Introduction

The fastest way to start with pdf2Data is to create a data field template in the online editor. Upload your template PDF file to the first step, use the data field editor to mark entities to be recognized, download the template and use it in your automated environment for extracting data from a series of PDF files.

Refer to videos section to quickly get familiarized with the user interface.

License key

If you want to use pdf2Data in your environment, you need to have a license key. The license key is an XML file which you have to load to the license key library before using any API.

If you are using other iText add-ons as well, your license keys might be stored in multiple files, especially if you purchased the add-ons separately. In this case you can load several licenses to the license key library one by one, or by passing an array of the license keys to the license key library.

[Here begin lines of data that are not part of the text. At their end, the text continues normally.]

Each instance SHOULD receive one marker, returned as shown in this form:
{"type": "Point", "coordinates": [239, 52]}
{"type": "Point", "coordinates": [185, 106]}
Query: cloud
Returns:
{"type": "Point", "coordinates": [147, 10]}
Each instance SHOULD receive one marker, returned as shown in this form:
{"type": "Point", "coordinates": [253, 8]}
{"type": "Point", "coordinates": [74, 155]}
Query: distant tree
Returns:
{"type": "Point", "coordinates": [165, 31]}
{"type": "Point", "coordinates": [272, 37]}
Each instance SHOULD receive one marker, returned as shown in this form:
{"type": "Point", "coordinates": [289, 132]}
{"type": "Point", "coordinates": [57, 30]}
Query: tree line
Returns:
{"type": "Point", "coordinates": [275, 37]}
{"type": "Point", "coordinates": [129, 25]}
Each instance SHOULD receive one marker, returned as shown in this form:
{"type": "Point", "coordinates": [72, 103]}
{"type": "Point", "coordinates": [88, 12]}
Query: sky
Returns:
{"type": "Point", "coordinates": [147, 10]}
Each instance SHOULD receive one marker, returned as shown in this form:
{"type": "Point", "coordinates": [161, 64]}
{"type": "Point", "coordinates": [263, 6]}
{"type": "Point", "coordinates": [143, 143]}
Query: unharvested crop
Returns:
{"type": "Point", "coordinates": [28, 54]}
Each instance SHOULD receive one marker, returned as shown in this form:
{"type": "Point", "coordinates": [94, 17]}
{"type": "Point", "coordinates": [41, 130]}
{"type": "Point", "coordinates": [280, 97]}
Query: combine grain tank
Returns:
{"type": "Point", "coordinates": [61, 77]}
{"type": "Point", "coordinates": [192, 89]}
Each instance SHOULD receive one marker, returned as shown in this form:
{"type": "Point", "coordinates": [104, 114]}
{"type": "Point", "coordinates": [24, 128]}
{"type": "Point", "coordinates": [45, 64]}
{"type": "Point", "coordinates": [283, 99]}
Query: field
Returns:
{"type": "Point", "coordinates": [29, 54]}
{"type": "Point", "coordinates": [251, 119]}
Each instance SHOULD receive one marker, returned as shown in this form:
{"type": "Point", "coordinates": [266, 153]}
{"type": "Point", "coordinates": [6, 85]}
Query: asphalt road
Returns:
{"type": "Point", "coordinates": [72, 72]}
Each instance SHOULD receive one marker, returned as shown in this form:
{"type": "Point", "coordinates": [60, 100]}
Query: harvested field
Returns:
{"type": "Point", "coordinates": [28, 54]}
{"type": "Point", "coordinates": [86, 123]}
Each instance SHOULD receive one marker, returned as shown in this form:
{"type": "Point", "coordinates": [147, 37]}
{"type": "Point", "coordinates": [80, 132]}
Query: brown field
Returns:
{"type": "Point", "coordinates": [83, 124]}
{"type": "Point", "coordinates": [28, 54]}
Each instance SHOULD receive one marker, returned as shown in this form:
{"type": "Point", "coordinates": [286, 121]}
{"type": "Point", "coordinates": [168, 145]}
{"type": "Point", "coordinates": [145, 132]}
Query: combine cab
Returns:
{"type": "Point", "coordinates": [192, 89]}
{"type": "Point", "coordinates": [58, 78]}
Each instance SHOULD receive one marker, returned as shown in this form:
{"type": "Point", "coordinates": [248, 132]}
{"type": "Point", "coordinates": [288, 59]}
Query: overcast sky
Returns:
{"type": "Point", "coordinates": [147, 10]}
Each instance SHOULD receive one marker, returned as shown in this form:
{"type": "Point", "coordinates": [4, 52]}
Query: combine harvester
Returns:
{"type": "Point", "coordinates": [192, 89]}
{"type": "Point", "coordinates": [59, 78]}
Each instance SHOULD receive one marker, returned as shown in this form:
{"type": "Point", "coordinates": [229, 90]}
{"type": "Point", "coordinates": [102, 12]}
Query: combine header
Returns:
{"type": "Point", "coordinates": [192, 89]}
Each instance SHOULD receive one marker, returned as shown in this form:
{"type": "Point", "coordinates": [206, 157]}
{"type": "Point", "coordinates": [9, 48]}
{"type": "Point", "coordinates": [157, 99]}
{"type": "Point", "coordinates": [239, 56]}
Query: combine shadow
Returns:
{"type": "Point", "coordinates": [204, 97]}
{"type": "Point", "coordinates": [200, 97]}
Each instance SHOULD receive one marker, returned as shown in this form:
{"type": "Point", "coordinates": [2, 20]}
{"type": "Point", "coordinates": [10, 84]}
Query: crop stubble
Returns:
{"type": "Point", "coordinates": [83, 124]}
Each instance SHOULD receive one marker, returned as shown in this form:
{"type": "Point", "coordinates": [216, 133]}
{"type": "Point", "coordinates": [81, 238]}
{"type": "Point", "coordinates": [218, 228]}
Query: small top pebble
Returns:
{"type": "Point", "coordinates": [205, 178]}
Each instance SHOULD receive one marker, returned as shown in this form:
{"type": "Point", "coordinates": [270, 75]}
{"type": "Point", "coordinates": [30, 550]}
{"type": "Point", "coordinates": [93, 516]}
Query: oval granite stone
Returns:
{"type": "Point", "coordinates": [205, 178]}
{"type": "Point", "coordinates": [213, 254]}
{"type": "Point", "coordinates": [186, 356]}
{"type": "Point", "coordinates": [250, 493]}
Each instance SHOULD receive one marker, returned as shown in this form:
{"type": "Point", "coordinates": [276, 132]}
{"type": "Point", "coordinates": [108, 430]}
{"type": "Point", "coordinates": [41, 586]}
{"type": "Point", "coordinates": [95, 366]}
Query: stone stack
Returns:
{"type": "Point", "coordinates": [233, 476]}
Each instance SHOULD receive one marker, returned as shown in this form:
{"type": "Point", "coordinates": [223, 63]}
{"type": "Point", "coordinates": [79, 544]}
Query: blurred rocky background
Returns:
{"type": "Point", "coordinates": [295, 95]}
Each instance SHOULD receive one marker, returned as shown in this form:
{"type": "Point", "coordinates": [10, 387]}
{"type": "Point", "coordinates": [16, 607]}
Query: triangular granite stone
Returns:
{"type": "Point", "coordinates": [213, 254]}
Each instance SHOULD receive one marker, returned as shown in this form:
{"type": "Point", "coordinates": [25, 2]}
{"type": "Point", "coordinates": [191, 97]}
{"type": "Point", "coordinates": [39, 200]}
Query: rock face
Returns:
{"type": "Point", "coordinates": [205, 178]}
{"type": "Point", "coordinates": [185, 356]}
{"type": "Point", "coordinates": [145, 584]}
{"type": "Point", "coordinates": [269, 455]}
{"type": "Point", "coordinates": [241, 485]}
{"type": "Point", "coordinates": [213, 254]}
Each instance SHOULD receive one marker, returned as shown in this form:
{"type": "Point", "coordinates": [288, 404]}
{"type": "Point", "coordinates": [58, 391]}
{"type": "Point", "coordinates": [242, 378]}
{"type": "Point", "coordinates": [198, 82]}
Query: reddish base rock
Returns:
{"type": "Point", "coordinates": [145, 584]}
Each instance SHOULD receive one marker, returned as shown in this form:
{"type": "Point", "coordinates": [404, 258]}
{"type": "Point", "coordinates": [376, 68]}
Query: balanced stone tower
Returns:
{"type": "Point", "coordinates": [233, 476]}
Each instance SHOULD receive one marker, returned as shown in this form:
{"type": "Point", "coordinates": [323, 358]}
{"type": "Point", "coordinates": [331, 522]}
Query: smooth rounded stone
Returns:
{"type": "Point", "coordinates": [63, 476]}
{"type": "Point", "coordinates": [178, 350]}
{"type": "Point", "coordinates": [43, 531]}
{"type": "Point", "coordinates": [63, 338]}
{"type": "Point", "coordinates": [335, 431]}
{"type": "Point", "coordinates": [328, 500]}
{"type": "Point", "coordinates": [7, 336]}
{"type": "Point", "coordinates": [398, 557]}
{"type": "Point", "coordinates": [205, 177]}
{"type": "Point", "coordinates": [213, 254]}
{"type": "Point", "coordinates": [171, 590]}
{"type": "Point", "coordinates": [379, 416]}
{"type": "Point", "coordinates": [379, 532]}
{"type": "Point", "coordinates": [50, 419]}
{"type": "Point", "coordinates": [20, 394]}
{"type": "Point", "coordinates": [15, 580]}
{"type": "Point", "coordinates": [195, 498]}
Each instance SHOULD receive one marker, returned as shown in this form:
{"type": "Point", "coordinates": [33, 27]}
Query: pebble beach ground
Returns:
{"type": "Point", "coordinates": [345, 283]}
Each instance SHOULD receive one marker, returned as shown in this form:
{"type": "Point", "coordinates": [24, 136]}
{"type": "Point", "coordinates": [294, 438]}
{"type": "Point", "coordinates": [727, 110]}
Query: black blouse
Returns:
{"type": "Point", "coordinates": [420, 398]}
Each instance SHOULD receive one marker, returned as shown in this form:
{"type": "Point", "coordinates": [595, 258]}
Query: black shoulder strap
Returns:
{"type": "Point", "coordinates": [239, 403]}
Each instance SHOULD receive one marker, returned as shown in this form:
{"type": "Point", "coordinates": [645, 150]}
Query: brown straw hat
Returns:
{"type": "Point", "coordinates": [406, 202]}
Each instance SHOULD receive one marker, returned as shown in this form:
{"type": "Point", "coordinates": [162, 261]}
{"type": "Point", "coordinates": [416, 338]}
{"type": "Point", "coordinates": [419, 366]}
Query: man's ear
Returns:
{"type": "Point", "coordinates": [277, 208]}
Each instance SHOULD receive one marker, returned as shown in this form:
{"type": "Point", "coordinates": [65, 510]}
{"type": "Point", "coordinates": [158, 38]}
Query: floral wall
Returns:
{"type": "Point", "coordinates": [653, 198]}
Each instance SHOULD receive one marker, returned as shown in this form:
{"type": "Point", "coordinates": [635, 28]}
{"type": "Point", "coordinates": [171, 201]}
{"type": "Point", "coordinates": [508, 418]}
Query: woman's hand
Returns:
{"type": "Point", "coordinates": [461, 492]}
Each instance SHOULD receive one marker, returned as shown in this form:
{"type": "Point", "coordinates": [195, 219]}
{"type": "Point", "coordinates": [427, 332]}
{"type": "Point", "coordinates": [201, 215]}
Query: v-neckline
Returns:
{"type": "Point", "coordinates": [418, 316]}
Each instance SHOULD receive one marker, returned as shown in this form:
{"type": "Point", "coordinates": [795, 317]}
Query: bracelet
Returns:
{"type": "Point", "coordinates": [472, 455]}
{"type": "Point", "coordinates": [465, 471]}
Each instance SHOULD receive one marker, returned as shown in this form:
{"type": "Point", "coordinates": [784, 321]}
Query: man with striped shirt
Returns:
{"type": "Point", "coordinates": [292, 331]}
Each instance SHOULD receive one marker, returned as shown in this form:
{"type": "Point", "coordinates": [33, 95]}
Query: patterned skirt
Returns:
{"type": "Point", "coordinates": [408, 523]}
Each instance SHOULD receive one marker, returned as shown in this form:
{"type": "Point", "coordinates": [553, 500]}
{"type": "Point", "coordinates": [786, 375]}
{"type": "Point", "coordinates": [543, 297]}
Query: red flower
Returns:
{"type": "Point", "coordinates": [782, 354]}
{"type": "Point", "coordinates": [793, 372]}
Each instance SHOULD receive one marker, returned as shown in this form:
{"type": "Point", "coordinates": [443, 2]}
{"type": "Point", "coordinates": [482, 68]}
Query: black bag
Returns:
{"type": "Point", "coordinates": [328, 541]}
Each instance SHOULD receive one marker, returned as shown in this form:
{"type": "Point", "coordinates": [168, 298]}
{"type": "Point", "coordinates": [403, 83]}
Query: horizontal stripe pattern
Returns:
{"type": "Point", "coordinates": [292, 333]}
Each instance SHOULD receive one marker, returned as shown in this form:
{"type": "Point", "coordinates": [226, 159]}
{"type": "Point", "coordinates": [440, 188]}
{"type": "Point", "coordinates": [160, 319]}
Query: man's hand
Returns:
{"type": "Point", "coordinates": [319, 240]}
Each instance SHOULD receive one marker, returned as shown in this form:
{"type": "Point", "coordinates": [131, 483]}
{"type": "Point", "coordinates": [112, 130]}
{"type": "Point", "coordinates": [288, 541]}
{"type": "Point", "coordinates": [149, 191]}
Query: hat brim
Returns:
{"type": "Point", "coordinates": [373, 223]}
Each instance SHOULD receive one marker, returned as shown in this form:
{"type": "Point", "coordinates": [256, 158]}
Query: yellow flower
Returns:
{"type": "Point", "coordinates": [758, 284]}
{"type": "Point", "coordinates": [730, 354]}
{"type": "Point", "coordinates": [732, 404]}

To get a free trial license please fill this form. To get information about pricing, please use request a quote form or contact us directly.

Using pdf2Data in code

Java

The preferred wat to set up pdf2Data in Java is to use a build system like Maven or Gradle and download pdf2Data artifacts from iText Artifactory located at https://repo.itextsupport.com/pdf2data/

The groupId is com.duallab.pdf2data, artifactId is pdf2data

In Maven, the configuration would look similar to the example below

                    <repository>
	<id>pdf2Data</id>
	<name>pdf2Data Maven Repository</name>
	<url>https://repo.itextsupport.com/pdf2data</url>
</repository>


<dependency>
	<groupId>com.duallab.pdf2data</groupId>
	<artifactId>pdf2data</artifactId>
	<version>2.1.3-SNAPSHOT</version>
</dependency>
                

Example of how pdf2Data can be used in code:

                    // Make sure to load license file before invoking any code
LicenseKey.loadLicenseFile(pathToLicenseFile);

// Parse template into an object that will be used later on
Template template = Pdf2DataExtractor.parseTemplateFromPDF(pathToPdfTemplate);

// Create an instance of Pdf2DataExtractor for the parsed template
Pdf2DataExtractor extractor = new Pdf2DataExtractor(template);

// Feed file to be parsed against the template. Can be called multiple times for different files
ParsingResult result = extractor.recognize(pathToFileToParse);

// Save result to XML or explore the ParsingResult object to fetch information programmatically
result.saveToXML(pathToOutXmlFile);
                

.NET

For .NET pdf2Data is distributed as a NuGet package which is available at NuGet.org or at iText Artifactory

You can browse for the desired NuGet package manually or install it with Install-Package itext7.pdf2data NuGet Package Manager command

Example of how pdf2Data can be used in code:

                    // Make sure to load license file before invoking any code
LicenseKey.LoadLicenseFile(pathToLicenseFile);

// Parse template into an object that will be used later on
Template template = Pdf2DataExtractor.ParseTemplateFromPDF(pathToPdfTemplate);

// Create an instance of Pdf2DataExtractor for the parsed template
Pdf2DataExtractor extractor = new Pdf2DataExtractor(template);

// Feed file to be parsed against the template. Can be called multiple times for different files
ParsingResult result = extractor.Recognize(pathToFileToParse);

// Save result to XML or explore the ParsingResult object to fetch information programmatically
result.SaveToXML(pathToOutXmlFile);
                

Installation instructions for the data fields editor application

If you want to use the data field editor in your environment, follow the installation instructions:

Prerequisites

  • Apache Tomcat 7 (≥ 7.0.77) or 8
  • Java 8

Installation steps

  1. Download the war file of the version you are interested in from iText Artifactory
  2. Create a properties file with the following contents:
                                # Set temporary directory for resources
    dir.temp=your_folder_for_resources
    
    # Path to iText license file, e.g. licensekey=/home/user/license.xml
    licensekey=path_to_license_file.xml
                            
  3. Create an environment variable PDF2DATA_PROPERTIES and set it to the path of the file from previous step
  4. Deploy the application on the installed Tomcat server. In most cases it is sufficient to copy the war file into subdirectory webapps in Tomcat directory
  5. Start Tomcat server, if it was not running before, and you are ready to go

Command Line Interface

It is possible to use pdf2Data from command line as long as you have Java 7 or 8 available

You can download the CLI application from iText Artifactory

The steps are similar to the ones you would typically do in code. The output format for data extraction is XML

Creating template entity from a template PDF

                    java -jar cli.jar preprocess -t template.pdf -x template.xml -l license.xml
                

File recognition

                    java -jar cli.jar parse -t template.xml -f file_for_parsing.pdf -r recognized.pdf -x recognized.xml
                

Help information

                    java -jar cli.jar help preprocess
java -jar cli.jar help parse